PEMBANGUNAN dua rumah sakit milik Pemprov Banten malah rentan menimbulkan ‘penyakit’. Sejumlah kejanggalan dan carut-marut dalam proses menuju beroperasinya RSUD Cilograng dan RSUD Labuan menunjukkan adanya indikasi penyimpangan. Gubernur Banten, Andra Soni ditantang untuk ‘menyehatkan’ jajaran birokrasinya sebelum menyehatkan Masyarakat.
Pembangunan RSUD Cilograng dan RSUD Labuan oleh Dinas Kesehatan Provinsi Banten diwarnai dengan dugaan ketidakwajaran penggunaan anggaran. Dalam dua tahun terakhir (2023–2024), muncul temuan signifikan dari Badan Pemeriksa Keuangan (BPK) yang menunjukkan adanya indikasi penyimpangan.
Di antaranya adalah pengadaan makan minum yang tidak sesuai kebutuhan sehingga banyak yang kedaluwarsa dan dibeli dengan harga di atas pasar. Selain itu, terdapat pengeluaran obat-obatan tanpa dokumen permintaan, meskipun kedua rumah sakit tersebut belum beroperasi dan belum memiliki pasien.
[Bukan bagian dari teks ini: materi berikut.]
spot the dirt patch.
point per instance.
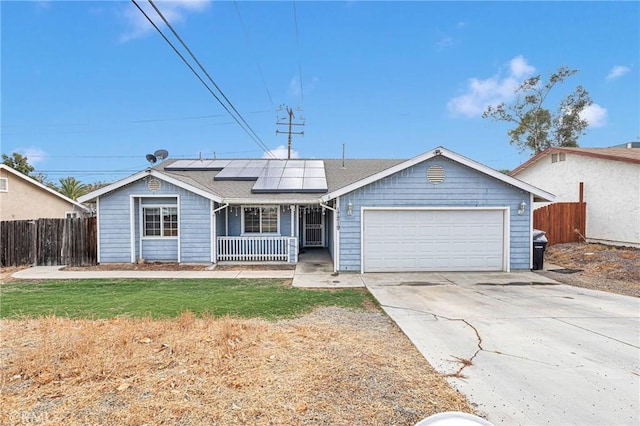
(599, 267)
(331, 367)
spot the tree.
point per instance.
(18, 162)
(71, 187)
(536, 127)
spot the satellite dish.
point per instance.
(161, 154)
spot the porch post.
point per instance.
(214, 233)
(293, 219)
(336, 237)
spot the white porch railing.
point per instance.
(257, 249)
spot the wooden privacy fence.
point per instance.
(47, 242)
(563, 222)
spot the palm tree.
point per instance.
(71, 187)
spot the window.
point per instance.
(260, 220)
(160, 221)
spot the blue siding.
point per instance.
(160, 249)
(462, 187)
(195, 228)
(194, 214)
(235, 222)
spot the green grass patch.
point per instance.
(100, 298)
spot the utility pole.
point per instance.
(290, 132)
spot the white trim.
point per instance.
(43, 187)
(336, 233)
(149, 172)
(179, 212)
(292, 209)
(214, 229)
(132, 229)
(336, 237)
(531, 232)
(506, 236)
(506, 230)
(141, 222)
(254, 234)
(440, 151)
(213, 249)
(304, 230)
(98, 230)
(272, 202)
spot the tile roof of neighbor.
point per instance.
(627, 155)
(337, 176)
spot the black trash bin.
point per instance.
(539, 246)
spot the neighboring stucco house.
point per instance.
(438, 211)
(24, 198)
(611, 178)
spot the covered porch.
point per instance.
(271, 233)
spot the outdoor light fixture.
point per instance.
(522, 208)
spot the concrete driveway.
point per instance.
(524, 348)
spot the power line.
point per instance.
(257, 138)
(251, 133)
(246, 33)
(139, 121)
(295, 18)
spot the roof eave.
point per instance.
(149, 172)
(538, 193)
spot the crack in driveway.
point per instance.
(464, 361)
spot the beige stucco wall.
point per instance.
(611, 191)
(27, 201)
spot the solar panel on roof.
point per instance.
(271, 176)
(314, 173)
(293, 172)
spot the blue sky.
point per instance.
(89, 88)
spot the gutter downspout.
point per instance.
(214, 236)
(336, 233)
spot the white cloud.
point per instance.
(281, 153)
(491, 91)
(595, 115)
(617, 72)
(444, 42)
(174, 11)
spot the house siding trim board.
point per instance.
(505, 243)
(444, 153)
(463, 187)
(204, 215)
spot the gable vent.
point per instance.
(435, 174)
(153, 184)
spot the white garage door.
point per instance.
(433, 240)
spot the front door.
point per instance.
(313, 224)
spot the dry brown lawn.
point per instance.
(601, 267)
(331, 367)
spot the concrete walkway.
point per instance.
(525, 349)
(57, 273)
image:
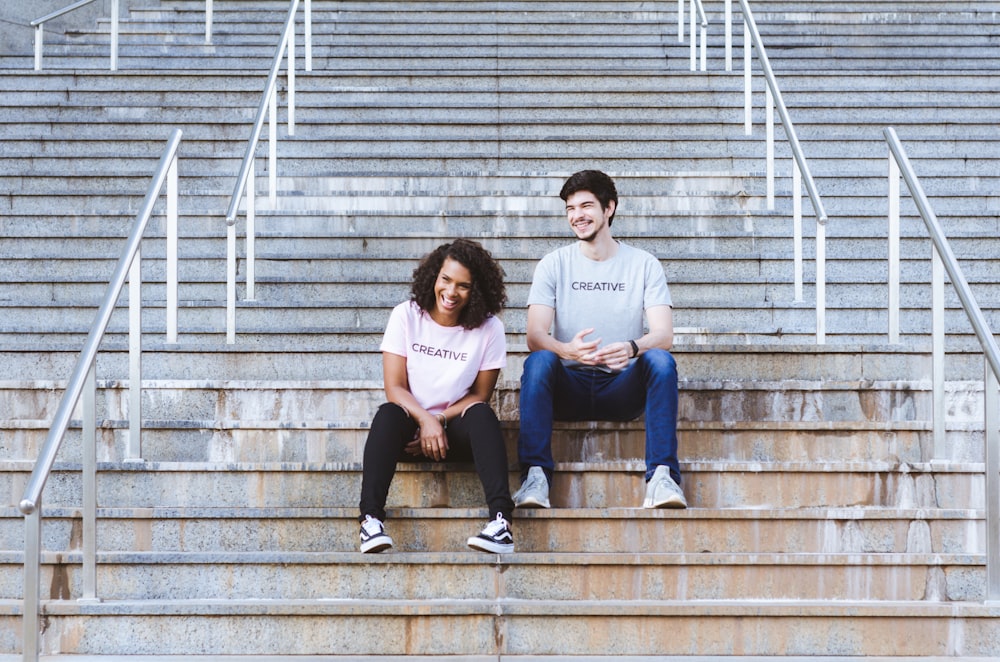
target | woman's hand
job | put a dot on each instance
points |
(432, 438)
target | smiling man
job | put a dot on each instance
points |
(591, 357)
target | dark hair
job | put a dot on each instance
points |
(488, 295)
(595, 181)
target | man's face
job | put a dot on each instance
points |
(586, 217)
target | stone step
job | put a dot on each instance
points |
(822, 531)
(274, 361)
(529, 627)
(714, 484)
(319, 576)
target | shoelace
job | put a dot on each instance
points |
(371, 526)
(496, 526)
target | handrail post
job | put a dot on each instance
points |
(693, 36)
(991, 438)
(134, 446)
(680, 21)
(944, 260)
(89, 479)
(291, 81)
(251, 241)
(937, 353)
(39, 37)
(820, 282)
(32, 632)
(172, 252)
(114, 34)
(797, 230)
(747, 81)
(208, 21)
(272, 149)
(230, 284)
(308, 34)
(894, 263)
(729, 34)
(769, 144)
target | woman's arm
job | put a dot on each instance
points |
(432, 439)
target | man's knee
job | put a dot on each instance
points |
(659, 362)
(539, 364)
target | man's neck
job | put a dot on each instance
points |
(602, 247)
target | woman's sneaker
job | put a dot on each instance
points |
(373, 536)
(662, 491)
(495, 538)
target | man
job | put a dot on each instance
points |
(590, 359)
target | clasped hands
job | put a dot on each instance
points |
(615, 356)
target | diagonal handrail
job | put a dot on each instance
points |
(801, 174)
(944, 256)
(81, 385)
(266, 109)
(39, 25)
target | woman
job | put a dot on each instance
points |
(441, 356)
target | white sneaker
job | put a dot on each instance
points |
(373, 536)
(496, 537)
(662, 491)
(534, 490)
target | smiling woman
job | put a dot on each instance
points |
(441, 357)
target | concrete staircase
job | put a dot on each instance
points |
(820, 517)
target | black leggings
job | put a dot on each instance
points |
(475, 435)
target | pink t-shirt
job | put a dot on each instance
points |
(442, 362)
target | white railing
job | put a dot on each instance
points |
(245, 188)
(801, 174)
(944, 261)
(82, 386)
(39, 25)
(697, 12)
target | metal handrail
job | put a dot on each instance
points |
(39, 25)
(945, 261)
(81, 384)
(244, 180)
(801, 173)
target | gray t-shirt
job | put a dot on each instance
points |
(609, 295)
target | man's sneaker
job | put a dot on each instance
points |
(534, 492)
(495, 538)
(373, 536)
(662, 491)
Belum lagi indikasi anggaran aneh di tahun sebelumnya, Dimana Dinkes Banten menganggarkan petugas kebersihan saat proyek Pembangunan sedang berjalan.
BPK Perwakilan Provinsi Banten menemukan adanya dugaan skema obat fiktif di Rumah Sakit Umum Daerah RSUD Cilograng. Dari Laporan Hasil Pemeriksaan (LHP) BPK untuk anggaran 2024 di Provinsi Banten, terdapat temuan penggunaan Obat Keluar Tanpa Dokumen Permintaan Barang pada UPTD RSUD Cilograng.
Dalam laporannya, BPK menyebutkan, Dinkes Banten pada tahun 2024 merealisasikan belanja obat dan alat Kesehatan untuk RSUD Labuan dan RSUD Cilograng senilai Rp15,962 miliar lebih. BElanja obat dan alat Kesehatan dinilai tidak berdasar kebutuhan karena hingga saat ini kedua rumah sakit itu belum beroperasi.
Berdasarkan uji petik yang dilakukan, BPK menemukan terdapat obat dan alat Kesehatan yang tidak sama dengan obat dan Bahan Medis Habis Pakai (BMHP) dalam surat kontrak. Tempat penyimpanan obat di kedua rumah sakit itu juga belum memadai karena hanya disimpan di lorong-lorong, ruang rawat inap, ruang poli dan ruang instalasi gawat darurat, bukannya di gudang obat.